- Born: Elizabeth Cocker c. 1986 (age 39–40)
- Occupation: Journalist
- Employer: redfish (Ruptly)
- Organization: redfish

= Lizzie Phelan =

British war correspondent

Lizzie Phelan is a British war correspondent who is the managing director of redfish GmbH, a Berlin-based media company owned by Ruptly that focuses on creating short documentaries. Phelan was formerly employed as a reporter by RT, and specialises in reporting as a war correspondent, having reported on the First Libyan Civil War, the Syrian Civil War, and war on the Islamic State of Iraq and the Levant.

==Personal==
Elizabeth Cocker took the name Phelan from her Irish grandmother and uses it for her professional work. Her great-grandfather was William Phelan, who was a member of the Irish Citizen Army. She did a postgraduate study in journalism. She is married to German journalist Hüseyin Doğru.

==Career==
She first worked for the Daily Mail for experience before leaving after a few months for the Morning Star, under the byline Lizzie Cocker. Later she changed her byline to Lizzie Phelan. Lizzie Phelan is a freelance journalist, and her work has appeared in RT (formerly Russia Today) and the Iranian news network Press TV. In 2013, she was head of the newsroom at RT's Ruptly.tv, and worked later as RT's correspondent in Damascus, Syria.

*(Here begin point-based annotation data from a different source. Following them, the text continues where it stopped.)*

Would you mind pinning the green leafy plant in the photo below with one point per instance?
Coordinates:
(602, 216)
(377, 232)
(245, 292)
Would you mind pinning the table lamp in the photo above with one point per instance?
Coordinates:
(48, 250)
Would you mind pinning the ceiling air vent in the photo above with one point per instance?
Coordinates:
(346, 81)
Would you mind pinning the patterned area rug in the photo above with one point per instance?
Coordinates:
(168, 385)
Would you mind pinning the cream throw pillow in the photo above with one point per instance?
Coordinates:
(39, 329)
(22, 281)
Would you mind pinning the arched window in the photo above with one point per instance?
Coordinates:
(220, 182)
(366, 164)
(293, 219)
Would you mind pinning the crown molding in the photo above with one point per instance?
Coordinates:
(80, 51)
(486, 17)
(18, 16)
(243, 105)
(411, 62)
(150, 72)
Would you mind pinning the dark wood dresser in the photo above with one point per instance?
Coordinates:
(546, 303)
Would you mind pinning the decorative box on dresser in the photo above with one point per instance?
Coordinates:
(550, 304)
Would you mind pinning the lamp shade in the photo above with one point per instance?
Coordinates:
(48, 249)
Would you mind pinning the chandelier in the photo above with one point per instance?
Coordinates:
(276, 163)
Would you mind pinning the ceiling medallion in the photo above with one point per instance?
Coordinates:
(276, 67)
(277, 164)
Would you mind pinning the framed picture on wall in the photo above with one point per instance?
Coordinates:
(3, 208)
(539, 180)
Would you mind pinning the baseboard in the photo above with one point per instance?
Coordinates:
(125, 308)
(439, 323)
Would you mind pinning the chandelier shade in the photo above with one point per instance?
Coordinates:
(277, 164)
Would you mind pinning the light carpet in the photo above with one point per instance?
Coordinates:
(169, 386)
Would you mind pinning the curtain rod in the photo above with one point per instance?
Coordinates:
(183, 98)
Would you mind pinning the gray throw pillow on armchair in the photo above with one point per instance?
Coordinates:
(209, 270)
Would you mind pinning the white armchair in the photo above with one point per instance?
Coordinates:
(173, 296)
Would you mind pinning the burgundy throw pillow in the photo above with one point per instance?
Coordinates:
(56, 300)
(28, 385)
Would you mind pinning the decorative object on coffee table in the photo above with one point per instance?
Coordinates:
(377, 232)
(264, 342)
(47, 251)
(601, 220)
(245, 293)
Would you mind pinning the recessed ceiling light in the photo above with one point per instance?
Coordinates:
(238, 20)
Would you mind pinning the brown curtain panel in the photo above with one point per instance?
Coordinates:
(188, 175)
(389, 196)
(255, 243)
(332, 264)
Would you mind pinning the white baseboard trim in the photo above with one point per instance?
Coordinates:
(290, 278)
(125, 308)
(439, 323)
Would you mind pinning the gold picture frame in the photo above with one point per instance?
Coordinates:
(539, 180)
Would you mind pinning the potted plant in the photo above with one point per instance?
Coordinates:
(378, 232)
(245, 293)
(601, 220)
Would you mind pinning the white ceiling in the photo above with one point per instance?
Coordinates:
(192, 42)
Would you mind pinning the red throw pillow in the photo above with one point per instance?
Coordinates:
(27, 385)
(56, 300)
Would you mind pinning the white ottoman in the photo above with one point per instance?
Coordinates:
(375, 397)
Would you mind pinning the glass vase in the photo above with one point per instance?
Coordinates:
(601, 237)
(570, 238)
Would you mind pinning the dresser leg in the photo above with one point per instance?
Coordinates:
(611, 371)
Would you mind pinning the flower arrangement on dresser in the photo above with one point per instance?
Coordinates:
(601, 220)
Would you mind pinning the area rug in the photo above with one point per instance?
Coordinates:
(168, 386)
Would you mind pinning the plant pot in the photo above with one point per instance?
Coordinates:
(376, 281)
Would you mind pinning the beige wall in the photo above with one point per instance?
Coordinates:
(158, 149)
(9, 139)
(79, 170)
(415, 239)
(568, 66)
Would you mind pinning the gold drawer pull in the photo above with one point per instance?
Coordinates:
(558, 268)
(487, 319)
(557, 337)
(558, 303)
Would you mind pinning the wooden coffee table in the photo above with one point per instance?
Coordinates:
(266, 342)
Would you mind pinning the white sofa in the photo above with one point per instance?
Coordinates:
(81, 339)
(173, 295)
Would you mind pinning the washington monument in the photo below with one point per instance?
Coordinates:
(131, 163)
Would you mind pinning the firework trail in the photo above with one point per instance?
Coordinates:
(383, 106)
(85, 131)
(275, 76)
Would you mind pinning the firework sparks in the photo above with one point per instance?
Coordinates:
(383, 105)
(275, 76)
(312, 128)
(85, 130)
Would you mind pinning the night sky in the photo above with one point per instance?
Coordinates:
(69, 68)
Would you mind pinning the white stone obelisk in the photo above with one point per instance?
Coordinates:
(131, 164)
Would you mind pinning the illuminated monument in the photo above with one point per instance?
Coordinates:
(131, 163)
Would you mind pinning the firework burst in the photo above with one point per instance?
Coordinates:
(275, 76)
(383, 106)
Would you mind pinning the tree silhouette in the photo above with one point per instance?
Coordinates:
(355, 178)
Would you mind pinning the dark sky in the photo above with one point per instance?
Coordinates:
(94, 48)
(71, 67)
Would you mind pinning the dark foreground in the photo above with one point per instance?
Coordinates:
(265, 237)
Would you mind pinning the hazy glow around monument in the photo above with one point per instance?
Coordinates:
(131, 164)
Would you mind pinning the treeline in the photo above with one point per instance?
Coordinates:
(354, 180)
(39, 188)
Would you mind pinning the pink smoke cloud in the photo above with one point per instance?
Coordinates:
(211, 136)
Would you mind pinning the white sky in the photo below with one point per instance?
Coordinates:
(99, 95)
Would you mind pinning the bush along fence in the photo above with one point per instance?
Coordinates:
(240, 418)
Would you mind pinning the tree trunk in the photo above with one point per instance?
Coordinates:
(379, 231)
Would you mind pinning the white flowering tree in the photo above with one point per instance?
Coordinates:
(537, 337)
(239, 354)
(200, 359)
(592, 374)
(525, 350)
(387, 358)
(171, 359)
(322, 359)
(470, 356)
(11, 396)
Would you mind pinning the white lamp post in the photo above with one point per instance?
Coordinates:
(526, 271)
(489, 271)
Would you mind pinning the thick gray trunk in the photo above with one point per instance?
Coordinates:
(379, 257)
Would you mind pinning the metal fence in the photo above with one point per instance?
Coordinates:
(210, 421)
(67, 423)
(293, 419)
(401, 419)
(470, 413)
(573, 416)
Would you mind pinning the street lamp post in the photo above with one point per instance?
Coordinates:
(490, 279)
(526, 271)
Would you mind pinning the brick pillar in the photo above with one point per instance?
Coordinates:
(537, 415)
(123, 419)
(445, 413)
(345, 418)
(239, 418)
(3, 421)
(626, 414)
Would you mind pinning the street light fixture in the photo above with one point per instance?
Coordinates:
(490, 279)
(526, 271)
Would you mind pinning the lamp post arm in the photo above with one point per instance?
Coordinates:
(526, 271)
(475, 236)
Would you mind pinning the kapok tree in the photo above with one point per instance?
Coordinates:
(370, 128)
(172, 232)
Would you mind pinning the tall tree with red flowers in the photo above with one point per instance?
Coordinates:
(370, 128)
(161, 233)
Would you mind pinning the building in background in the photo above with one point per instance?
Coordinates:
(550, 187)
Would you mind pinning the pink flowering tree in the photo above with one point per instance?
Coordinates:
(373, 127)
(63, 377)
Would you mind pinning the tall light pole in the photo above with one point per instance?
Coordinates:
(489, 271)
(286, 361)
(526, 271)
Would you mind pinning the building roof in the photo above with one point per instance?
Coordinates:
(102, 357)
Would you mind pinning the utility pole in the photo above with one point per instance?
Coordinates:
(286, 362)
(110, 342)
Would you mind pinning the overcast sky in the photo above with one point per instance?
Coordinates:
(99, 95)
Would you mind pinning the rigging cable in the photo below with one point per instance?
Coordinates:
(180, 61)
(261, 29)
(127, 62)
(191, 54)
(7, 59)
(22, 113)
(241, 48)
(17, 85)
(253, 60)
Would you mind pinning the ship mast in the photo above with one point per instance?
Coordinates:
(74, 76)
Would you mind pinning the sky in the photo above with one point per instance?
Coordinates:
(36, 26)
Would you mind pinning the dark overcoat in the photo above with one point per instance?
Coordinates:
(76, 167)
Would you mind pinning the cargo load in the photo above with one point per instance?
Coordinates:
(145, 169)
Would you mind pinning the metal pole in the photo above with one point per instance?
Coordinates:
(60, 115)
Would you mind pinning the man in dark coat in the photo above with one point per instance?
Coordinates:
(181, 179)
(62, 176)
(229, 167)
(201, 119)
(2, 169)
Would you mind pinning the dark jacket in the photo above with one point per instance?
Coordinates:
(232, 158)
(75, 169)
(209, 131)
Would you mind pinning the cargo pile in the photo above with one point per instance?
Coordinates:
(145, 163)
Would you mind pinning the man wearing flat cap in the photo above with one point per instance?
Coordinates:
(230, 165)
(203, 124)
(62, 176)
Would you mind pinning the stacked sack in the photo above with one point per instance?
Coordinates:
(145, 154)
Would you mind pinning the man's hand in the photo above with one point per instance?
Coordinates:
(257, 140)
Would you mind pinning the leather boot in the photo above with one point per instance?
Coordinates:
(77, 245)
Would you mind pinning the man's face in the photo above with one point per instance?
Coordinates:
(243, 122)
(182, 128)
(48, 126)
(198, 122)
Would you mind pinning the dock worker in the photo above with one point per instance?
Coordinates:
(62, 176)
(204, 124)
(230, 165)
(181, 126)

===Reporting from Libya===
She was among the western journalists held captive by pro-Qaddafi forces during the siege of the Rixos hotel in the hours prior to the fall of Tripoli.

===British regulatory response to reporting===
In September 2012, UK broadcast regulator Ofcom, found that two Libyan dispatches broadcast by Phelan on RT in August 2011 were in breach of its code on accuracy and impartiality.

The channel responded to Ofcom's allegations insisting that "subsequent developments of the situation in Libya did however confirm", in their opinion "that Lizzie Phelan was correct in her assertions", referring to reports of civilian casualties by opposition and NATO forces by Amnesty International and the International Rescue Committee.

Ofcom ended the availability of Press TV in the United Kingdom in January 2012 because its licence was being controlled from Iran instead of from the UK. Phelan has worked for Press TV as a correspondent in Libya and then in Nicaragua. The Guardian said her Libyan reporting was "controversial".